# Testing the packages

In [10]:
import pandas as pd
import numpy as np
import pickle
import os
import sys
sys.path.insert(1, '../functions')
import data_utilities as data_u
import dict_utilities as dict_u
import nlp_utilities as nlp_u


#from jupyterthemes import jtplot
#jtplot.style()
%load_ext autoreload
%autoreload 2
%matplotlib inline

data_folder = '../data/'
dict_dir = data_folder + 'data_dict.pkl'


The autoreload extension is already loaded. To reload it, use:
  %reload_ext autoreload


## Testing dict_utilities

In [44]:
import dict_utilities as dict_u

data_dict = dict_u.get_dict(dict_dir)
print(f"Tickers already saved : {data_dict.keys()}")

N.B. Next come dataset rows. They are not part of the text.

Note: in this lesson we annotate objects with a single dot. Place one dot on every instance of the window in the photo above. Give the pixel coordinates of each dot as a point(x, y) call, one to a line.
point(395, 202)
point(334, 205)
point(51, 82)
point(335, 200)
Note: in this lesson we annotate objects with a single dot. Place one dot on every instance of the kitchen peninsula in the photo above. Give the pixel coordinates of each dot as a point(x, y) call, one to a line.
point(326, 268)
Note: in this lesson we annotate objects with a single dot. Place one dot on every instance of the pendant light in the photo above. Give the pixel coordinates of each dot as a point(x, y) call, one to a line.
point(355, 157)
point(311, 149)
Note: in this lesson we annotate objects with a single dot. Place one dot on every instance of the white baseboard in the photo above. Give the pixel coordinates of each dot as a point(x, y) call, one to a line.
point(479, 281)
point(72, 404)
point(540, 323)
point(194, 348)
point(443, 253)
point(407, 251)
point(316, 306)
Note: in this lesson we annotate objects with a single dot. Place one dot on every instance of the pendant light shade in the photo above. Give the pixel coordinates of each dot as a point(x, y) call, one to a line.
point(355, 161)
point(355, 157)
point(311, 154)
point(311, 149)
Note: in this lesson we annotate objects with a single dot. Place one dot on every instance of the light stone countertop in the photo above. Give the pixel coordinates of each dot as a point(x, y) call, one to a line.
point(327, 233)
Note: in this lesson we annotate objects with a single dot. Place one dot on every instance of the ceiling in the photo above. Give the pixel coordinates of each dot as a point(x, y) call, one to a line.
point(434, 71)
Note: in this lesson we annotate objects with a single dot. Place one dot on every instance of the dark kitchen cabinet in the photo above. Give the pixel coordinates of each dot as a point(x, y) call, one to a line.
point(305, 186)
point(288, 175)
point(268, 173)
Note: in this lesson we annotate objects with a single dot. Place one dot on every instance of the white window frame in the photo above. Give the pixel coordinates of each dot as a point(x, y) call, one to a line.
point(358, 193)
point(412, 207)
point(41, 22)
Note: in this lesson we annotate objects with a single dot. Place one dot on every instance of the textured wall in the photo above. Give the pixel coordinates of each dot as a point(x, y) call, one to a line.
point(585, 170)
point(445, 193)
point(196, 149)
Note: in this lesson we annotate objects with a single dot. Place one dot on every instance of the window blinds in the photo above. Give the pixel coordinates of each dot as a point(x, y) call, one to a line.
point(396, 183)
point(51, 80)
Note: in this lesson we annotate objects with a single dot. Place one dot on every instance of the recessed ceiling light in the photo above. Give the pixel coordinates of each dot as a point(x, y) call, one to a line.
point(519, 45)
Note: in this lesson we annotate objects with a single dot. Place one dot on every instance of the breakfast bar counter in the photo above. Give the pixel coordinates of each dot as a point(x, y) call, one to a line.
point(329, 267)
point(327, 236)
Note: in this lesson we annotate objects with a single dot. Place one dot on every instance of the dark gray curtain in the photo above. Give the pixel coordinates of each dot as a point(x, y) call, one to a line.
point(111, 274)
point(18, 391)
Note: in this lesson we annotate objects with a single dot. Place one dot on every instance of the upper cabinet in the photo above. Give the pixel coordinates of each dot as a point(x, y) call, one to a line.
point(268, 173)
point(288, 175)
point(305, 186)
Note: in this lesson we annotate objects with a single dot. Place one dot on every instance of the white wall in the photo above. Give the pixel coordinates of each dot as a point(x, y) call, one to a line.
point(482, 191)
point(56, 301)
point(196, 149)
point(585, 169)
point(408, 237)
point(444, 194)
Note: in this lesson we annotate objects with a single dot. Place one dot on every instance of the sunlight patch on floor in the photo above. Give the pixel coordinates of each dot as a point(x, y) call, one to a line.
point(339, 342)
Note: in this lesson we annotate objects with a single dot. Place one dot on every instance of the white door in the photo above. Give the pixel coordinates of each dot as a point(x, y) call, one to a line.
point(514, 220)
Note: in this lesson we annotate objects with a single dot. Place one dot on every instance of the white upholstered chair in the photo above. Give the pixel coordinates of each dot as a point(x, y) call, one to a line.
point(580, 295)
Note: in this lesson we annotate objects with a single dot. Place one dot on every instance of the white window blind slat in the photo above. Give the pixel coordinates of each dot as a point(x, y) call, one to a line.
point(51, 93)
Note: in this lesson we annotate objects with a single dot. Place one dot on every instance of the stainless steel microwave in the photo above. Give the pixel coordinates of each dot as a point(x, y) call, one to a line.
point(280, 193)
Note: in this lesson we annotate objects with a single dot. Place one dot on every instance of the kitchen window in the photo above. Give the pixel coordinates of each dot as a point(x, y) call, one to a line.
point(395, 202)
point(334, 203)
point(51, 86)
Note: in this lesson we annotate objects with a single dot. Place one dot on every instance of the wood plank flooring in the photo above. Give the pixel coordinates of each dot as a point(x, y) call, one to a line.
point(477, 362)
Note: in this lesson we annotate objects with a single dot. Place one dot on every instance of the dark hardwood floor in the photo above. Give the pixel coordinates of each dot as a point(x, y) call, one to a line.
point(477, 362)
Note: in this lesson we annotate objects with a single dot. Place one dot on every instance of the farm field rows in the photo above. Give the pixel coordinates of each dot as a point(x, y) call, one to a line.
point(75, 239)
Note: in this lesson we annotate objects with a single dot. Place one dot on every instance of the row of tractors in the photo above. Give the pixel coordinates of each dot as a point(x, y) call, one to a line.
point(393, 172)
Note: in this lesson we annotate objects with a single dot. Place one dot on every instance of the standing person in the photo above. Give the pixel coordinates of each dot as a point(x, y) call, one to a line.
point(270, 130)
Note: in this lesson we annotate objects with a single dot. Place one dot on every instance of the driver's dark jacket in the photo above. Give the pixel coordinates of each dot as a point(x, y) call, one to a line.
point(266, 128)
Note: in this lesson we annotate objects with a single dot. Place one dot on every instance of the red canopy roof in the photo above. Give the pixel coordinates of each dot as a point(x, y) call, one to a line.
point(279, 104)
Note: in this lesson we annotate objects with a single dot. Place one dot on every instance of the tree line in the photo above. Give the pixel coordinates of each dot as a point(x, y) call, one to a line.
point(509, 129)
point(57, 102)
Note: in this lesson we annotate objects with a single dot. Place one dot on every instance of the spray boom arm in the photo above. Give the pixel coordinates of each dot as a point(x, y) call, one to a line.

dict_u.reset_dict(dict_dir)
data_dict = dict_u.get_dict(dict_dir)
print(f"Tickers after reset : {data_dict.keys()}")

Tickers already saved : dict_keys(['google', 'exxon', 'total'])
Tickers after reset : dict_keys([])


## Testing data_utilities

Add news to data dictionary from database

In [45]:
import data_utilities as data_u

search_words = ['Google', 'Exxon']
news_to_read = "Reuters"
format_cols = ["Text", "Author", "Date"]
data_u.add_news_to_dict(search_words, data_folder, news_to_read, dict_dir, format_cols)
data_dict = dict_u.get_dict(dict_dir)
print(f"Tickers added : {data_dict.keys()}\n")
print(f"Number of news in ticker {search_words[0]} : {len(data_dict[search_words[0].lower()])}")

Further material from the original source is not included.